Archive for the ‘Different Medications’ Category

From the Physician’s Desk … Weekly Blog!

Don’t forget to visit … http://www.LegacyEducators.org and click on “Cancer Information”


October is Breast Cancer Awareness Month. Although breast cancer is only one of many cancers, I am pleased of the exposure that the many “pink” ribbon brings. It gives me hope that other cancers can have a similar banner of awareness…in the near future. Despite our many progress and technological advances in medicine, cancer remains the second leading cause of death in the United States. For example, Breast Cancer has over 220,000 new diagnosis annually, and over 400,000 deaths each year. Many are surviving a longer time thank in the past.

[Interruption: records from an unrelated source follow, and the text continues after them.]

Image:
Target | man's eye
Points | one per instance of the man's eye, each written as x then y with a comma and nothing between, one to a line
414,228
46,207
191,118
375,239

  • Overall, cancer has taken on a more “chronic” long term debilitating effect, for those who survive initial treatment and are then diagnosed with recurrence/metastatic disease.
  • One the most feared symptom in this category of patients is pain. Overall, 50% to 70% of people with cancer experience some degree of pain, which usually intensifies as the disease progresses.
  • Less than 50% of these patients receive adequate relief of their pain, either because they are afraid to ask because they fear “addiction”, or physicians are unlikely to prescribe adequate medication to attain relief that will allow the patient continued good quality of life.
  • Suboptimal pain control can be debilitating and caregivers are often times unsure how to address this issue.

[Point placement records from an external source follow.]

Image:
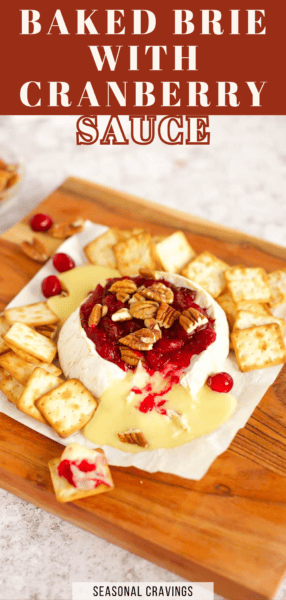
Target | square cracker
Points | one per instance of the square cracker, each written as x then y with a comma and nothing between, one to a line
25,356
21,369
246,283
175,252
39,383
253,306
246,319
135,252
31,314
65,492
4,327
259,347
277,282
11,388
23,337
67,408
207,270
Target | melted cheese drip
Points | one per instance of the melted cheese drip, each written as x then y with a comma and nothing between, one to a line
197,416
78,282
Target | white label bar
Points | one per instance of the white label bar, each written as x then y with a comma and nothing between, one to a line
163,590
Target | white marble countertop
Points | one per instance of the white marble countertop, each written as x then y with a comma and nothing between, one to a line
240,181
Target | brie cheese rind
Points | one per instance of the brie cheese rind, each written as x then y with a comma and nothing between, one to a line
79,358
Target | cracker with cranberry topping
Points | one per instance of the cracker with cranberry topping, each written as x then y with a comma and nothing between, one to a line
11,388
32,314
246,283
65,492
39,383
135,252
259,347
68,407
31,342
277,282
207,270
174,252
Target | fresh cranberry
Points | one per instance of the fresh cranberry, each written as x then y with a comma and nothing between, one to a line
63,262
41,222
51,286
220,382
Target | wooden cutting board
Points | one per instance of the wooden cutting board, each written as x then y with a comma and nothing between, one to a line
230,527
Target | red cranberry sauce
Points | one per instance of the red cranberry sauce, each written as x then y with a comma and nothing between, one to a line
171,355
64,470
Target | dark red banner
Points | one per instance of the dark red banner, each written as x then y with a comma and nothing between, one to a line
144,57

pm_general_cp_pain_approachThe World Health Organization program for cancer pain control recognizes that 1 in 5 patients with cancer has uncontrolled pain and has a ‘three-step ladder’ for the rational use of analgesics including morphine (recommended adaption to 4-step-ladder – see HERE).

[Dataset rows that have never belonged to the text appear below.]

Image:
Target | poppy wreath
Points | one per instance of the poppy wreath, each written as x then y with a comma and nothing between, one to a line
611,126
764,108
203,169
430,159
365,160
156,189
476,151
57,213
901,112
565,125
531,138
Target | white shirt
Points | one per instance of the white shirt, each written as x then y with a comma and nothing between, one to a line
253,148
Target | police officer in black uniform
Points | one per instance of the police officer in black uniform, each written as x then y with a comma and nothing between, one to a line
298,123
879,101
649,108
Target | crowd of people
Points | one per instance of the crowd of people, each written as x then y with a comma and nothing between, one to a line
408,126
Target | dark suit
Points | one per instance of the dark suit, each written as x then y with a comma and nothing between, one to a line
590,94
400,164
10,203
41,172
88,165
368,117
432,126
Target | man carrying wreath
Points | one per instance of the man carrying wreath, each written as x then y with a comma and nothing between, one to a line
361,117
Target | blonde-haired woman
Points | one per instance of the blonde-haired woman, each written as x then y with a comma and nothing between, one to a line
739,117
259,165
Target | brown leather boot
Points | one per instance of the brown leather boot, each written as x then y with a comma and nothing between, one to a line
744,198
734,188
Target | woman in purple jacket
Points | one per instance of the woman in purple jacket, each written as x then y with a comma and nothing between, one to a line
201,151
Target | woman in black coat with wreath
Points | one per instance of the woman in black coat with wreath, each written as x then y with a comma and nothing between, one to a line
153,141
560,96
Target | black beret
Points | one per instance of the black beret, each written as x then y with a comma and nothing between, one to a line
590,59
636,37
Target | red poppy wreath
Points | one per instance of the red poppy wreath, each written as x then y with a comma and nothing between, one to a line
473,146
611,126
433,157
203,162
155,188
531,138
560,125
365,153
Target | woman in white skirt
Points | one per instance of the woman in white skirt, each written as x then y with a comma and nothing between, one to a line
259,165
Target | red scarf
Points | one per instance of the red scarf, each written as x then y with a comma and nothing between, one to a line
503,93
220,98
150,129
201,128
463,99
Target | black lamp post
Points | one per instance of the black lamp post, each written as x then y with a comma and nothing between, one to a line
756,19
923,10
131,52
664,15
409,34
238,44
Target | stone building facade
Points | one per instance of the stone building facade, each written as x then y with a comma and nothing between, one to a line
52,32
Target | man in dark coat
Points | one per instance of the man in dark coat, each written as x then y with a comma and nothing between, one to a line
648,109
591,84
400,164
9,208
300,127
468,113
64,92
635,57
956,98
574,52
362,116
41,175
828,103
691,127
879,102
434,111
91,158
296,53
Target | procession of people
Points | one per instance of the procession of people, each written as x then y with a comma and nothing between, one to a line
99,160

Analgesic pain 4Morphine has long been the ‘gold standard’ for the treatment of severe cancer pain. However, its side-effects, particularly sedation/drowsiness, and cognitive impairment have led to ‘opioid rotation’ to alternatives such as methadone and hydromorphone. The one I like to use most in uncontrolled pain situation is the 72-h transdermal patch for Fentanyl, which offers advantages of reduced side-effects and increased convenience over oral morphine. Another novel pain medication is Intravenous (IV) strontium-89 and bisphosphonate therapy which are effective for both short- and long-term control of metastatic bone pain.

Pain Management Physician Review

Patient Discusses Pain


Remember …

Ipsa Scientia Potestas est    ———  Knowledge itself is power!

Don’t forget to visit my website … www.LegacyEducators.org 

Your Family Friendly Doc … Dr McGann!  

See you next week…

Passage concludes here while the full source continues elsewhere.